You can solve a more general form of this problem and then apply it to solve this integral. Consider the following integral $\int_ {-\infty}^{\infty}{\frac{\cos{nx}}{ {({x}^{2}+{m}^{2})}^{2} }}dx$ Attempting to evaluate this directly would prove difficult. An appropriate setting for this integral is the complex plane. Let $f(z)=\frac{e^{inz}}{(z^2+m^2)^2}$ where $i$ is the imaginary unit and note that the real part of f(z) is the integrand we are interested in (this will be important later). Now, consider the contour C which is the semicircle of radius $R>b$ centered at the origin!

Let $C_R$ denote the part of C strictly above the real axis.

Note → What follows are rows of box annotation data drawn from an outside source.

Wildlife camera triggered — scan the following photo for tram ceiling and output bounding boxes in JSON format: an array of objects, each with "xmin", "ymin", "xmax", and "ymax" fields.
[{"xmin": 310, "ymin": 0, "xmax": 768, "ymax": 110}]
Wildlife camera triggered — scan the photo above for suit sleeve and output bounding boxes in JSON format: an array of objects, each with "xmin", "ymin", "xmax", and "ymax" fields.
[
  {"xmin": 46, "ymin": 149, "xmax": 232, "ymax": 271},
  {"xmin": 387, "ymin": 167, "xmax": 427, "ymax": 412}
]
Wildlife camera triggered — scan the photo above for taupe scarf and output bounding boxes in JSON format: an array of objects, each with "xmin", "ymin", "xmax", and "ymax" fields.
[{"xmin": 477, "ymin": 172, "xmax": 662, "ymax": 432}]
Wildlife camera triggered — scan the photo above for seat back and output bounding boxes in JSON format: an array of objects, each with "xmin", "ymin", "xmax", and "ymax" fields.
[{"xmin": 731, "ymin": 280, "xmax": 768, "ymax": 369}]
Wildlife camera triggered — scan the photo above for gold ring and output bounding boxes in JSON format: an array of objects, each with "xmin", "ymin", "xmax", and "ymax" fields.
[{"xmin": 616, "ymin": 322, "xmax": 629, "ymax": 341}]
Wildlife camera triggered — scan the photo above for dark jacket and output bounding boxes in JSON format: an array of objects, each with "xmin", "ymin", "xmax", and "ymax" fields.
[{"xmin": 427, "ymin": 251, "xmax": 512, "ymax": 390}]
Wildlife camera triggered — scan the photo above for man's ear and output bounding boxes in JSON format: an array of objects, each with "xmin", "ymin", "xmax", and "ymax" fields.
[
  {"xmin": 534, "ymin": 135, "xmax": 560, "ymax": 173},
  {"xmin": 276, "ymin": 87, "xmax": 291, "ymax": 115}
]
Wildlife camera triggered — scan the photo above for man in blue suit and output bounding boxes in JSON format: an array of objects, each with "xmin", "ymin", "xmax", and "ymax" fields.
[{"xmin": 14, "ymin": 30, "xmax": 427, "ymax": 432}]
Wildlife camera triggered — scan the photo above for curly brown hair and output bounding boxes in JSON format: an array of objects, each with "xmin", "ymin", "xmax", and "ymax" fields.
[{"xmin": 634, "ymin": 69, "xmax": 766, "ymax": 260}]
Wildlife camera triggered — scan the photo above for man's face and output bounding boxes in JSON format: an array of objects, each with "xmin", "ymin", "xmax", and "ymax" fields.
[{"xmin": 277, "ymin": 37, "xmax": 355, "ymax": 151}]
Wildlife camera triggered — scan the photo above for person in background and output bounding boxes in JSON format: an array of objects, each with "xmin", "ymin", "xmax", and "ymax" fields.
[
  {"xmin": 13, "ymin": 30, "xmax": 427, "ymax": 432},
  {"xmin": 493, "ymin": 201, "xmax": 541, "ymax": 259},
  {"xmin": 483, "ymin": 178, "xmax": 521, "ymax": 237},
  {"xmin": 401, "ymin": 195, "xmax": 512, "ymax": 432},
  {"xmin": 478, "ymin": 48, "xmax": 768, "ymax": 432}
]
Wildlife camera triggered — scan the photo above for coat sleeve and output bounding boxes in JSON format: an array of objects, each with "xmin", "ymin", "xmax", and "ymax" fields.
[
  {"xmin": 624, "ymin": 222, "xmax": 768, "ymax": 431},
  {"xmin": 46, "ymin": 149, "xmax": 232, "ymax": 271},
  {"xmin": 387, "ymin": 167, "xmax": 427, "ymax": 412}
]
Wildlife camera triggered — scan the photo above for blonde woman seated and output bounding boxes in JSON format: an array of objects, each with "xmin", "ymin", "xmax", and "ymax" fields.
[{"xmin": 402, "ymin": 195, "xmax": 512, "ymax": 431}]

Then $\int_C{f(z)}dz = \int_{C_R}{f(z)}dz + \int_{-R}^R{f(x)}dx$

Of these integrals, we are most interested in the rightmost one. To get its value, we will evaluate the other two and then solve for it. We will begin with the leftmost integral. In the interior of C, f(z) has one isolated singularity: namely, $z=mi$ . From the residue theorem this means that $\int_C{f(z)}dz = 2\pi i \underset{z=mi}{Res}f(z)$

To stop this solution from getting too long, I'm just going to ask that you trust that this works out to be (independent of the value of R) $\int_C{f(z)}dz = \frac{\pi(nm+1)}{2m^3e^{nm}}$

So one integral down, one to go. For the next integral, we will appeal to the Estimation Lemma. Because $\left|f(z)\right| \le \frac{1}{(R^2-n^2)^2}$ for all z in $C_R$ and the arclength of $C_R$ is $\pi R$ , we have that $\left|\int_{C_R}{f(z)}dz\right| \le \frac{\pi R}{(R^2-n^2)^2}$

If we take the limit as R approaches $\infty$ then the above integral goes towards 0. So, using the values of those two integrals we have $\frac{\pi(nm+1)}{2m^3e^{nm}} = 0 + \int_{-\infty}^{\infty}{f(x)}dx$

Earlier I made the note that the original integrand was the real part of f. This means that $\int_ {-\infty}^{\infty}{\frac{\cos{nx}}{ {({x}^{2}+{m}^{2})}^{2} }}dx = \Re \int_{-\infty}^{\infty}{f(x)}dx= \frac{\pi(nm+1)}{2m^3e^{nm}}$

In order to finally get our answer we substitute n=3 and m=5 into that equation and get $\int_ {-\infty}^{\infty}{\frac{\cos{3x}}{ {({x}^{2}+{5}^{2})}^{2} }}dx = \frac{8\pi}{125e^{15}}$

This means a=8, b=125, c=15 and a+b+c=148